Şerh bir şov AİHM rahatsız

AÇILAN dava sayısı üçyüzü geçiyor. Buna rağmen, Avrupa İnsan Hakları Mahkemesi’nde (AİHM) dava kazanan henüz yok. Bundan sonra da, kazanmaları zor görünüyor.

Her yıl aralık başında Yüksek Askeri Şura (YAŞ) toplanıyor. İrticai faaliyet ya da disiplinsizlik nedeniyle, değişik rütbelerde subay ve astsubayların ordu ile ilişkileri YAŞ’ta kesiliyor.

YAŞ’ın bu kararları son yıllarda iki farklı sonuca yol açıyor.

1- AKP iktidarıyla birlikte, Başbakan ve Milli Savunma Bakanı, bu karara katılmadıklarını belirten, şerh koyuyor. Yani, itiraz ediyor.

2-
Hükümetin şerh kararıyla, orduyla ilişkisi kesilenler, kendilerini sağlama aldıkları inancıyla AİHM’ye başvuruyor.

Şerh ve başvuru her sefer çuvallıyor. İki çuvallama arasında fark var.

RET GEREKÇESİ

Ordudan atılanların açtığı her davaya AİHM’in ret gerekçesi aynı:

"Din ve vicdan özgürlüğü bireysel özgürlüklerdendir. Orduda görev yapmak istemek ordu disiplinine uymayı önceden kabul etmektir. Dolayısıyla, disipline aykırı davranmanın cezasını, yine baştan kabul etmektir. İrticai faaliyeti ordu kendi kuralına aykırı görüyor ve bu nedenle ordudan atıyorsa, bunun hukuka aykırı bir yönü yoktur."

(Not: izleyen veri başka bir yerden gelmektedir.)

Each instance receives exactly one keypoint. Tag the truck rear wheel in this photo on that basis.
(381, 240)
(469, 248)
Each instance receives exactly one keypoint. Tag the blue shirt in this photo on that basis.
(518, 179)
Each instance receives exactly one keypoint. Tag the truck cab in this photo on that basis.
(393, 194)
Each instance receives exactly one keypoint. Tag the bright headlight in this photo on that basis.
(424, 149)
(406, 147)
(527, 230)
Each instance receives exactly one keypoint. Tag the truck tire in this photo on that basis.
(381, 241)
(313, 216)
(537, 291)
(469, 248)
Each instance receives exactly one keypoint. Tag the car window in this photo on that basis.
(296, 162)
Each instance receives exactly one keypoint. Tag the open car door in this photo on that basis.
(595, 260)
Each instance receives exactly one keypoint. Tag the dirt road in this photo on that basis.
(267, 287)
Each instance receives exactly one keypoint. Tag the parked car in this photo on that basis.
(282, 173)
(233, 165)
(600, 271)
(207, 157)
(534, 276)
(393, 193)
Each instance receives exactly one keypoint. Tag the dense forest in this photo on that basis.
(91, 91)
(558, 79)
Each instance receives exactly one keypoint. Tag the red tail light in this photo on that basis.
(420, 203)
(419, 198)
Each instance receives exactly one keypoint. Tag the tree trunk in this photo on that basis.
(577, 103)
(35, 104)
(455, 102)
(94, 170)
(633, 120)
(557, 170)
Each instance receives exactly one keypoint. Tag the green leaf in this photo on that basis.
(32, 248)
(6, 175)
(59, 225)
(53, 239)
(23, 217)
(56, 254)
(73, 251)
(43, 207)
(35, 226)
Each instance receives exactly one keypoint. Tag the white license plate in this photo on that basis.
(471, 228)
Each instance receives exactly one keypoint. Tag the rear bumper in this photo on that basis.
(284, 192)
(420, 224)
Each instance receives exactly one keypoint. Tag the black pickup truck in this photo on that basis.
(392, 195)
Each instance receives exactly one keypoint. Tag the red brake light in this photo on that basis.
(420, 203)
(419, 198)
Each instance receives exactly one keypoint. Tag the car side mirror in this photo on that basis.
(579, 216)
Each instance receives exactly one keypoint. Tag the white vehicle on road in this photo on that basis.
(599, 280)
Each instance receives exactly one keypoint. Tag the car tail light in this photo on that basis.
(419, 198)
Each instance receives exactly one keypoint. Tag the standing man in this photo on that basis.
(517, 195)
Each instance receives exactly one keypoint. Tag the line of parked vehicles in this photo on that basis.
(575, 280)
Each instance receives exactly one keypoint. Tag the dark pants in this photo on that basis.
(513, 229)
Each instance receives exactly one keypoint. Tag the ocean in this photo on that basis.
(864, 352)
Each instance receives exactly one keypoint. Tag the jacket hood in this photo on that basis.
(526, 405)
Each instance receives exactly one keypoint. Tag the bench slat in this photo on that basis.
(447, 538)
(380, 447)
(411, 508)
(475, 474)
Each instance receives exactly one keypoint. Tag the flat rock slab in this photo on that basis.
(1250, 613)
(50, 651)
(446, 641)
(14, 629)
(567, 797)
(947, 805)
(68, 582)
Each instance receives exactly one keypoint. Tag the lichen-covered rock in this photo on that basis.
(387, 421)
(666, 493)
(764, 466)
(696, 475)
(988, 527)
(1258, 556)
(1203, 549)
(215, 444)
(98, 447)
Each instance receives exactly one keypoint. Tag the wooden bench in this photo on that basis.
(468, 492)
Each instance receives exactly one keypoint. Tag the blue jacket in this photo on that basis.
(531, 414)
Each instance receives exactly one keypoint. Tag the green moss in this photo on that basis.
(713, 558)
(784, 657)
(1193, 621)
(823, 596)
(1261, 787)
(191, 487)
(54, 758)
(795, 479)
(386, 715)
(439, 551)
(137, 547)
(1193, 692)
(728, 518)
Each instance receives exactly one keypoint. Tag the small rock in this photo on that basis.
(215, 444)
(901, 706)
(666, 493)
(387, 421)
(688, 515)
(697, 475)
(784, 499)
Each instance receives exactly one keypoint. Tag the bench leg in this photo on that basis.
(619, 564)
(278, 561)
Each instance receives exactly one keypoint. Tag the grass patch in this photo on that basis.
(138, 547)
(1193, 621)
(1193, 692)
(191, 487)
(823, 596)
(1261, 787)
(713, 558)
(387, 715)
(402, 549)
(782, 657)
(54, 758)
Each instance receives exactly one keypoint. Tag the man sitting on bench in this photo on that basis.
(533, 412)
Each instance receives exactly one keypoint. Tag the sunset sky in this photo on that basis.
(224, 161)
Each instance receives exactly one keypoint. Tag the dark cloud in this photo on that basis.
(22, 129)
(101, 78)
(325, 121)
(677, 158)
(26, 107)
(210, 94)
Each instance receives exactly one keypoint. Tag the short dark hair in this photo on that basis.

Öyle ki, örneğin bir subay, eşinin türbanlı olması nedeniyle, ordudan atıldığını öne sürüyor ve tazminat davası açıyor. Ancak, AİHM bu olayda bile ret kararı veriyor.

ÇİFTE STANDART

Başbakan ile Milli Savunma Bakanı’nın şerh koymasının ise, iki farklı yönü var.

1- Şerh koyarak, kendi kamuoyuna gövde gösterisi yapmak. Bir tür şov.

2- Oysa bu gösteri uluslararası hukuka aykırı. Zaten AİHM’yi rahatsız eden de bu.

AİHM Türk Hukuku’nun bir parçası. AİHM ordudan disiplinsizlik nedeniyle atılanların durumunu Avrupa İnsan Hakları Sözleşmesi’ne uygun görüyor.

AİHM’nin sözleşmeye uygun gördüğü karara şerh koymak, aslında hukuka aykırı bir davranış. Yani, Başbakan Erdoğan’ın şerhi hukuka aykırı. Onun için şerh koymak, gösteriden öteye gitmiyor.

Dahası var. AKP sık sık, YAŞ kararlarını yargı denetimine açmaktan söz ediyor. Ordu ile tahterevallinin bir uzantısı.

Oysa AİHM’ye başvurular, yargı denetimininin zaten kendisi. YAŞ ile ilgili yargı denetimi zaten var.

Her Aralık’ta şerh koymak, arkasından o kararları yargı denetimine açmaktan söz etmek, AİHM’yi hiçe saymak demek. AİHM bunu hoş karşılamıyor.

İşine geldiği yerde AB, gelmediği yerde şerh. O çifte standardı kimse yutmuyor.

Daha önce YAŞ kararlarına şerh koyan Abdullah Gül’ün o kararları şimdi onaylaması, istemeyerek de olsa, hukuk içinde bir davranış.

Vahşi sulama almış başını gidiyor

KURAKLIK Türkiye’yi su tasarufu konusunda ciddi önlemlere zorluyor.

Türkiye’de suyun yüzde 74’ü tarımda kullanılıyor. Asıl tasarruf tarımda. Mevlam kayıra, saldım suyu çayıra, mantığı ile tarımda vahşi sulama almış başını gidiyor. Oysa, ürün türüne göre, damlama ya da püskürtme yoluyla çok büyük tasarruf sağlamak mümkün. Damlama yüzde 1.5, püskürtme yüzde 4.5 gibi komik oranlarda.

Teşvik amacıyla, Ziraat Bankası damlama suya sıfır faizli kredi veriyor. Ancak, vahşi sulama alışkanlığı değişmiş değil. Sıfır faiz henüz çiftçiye ulaşmıyor.

Tarım Bakanlığı ile Çevre Bakanlığı’nın çiftçiye anlatması gereken nokta burası. Yeteri kadar anlatılamadığı ortada.

Büyük kentlerde ise, su tasarrufu sanki unutulmuş gibi.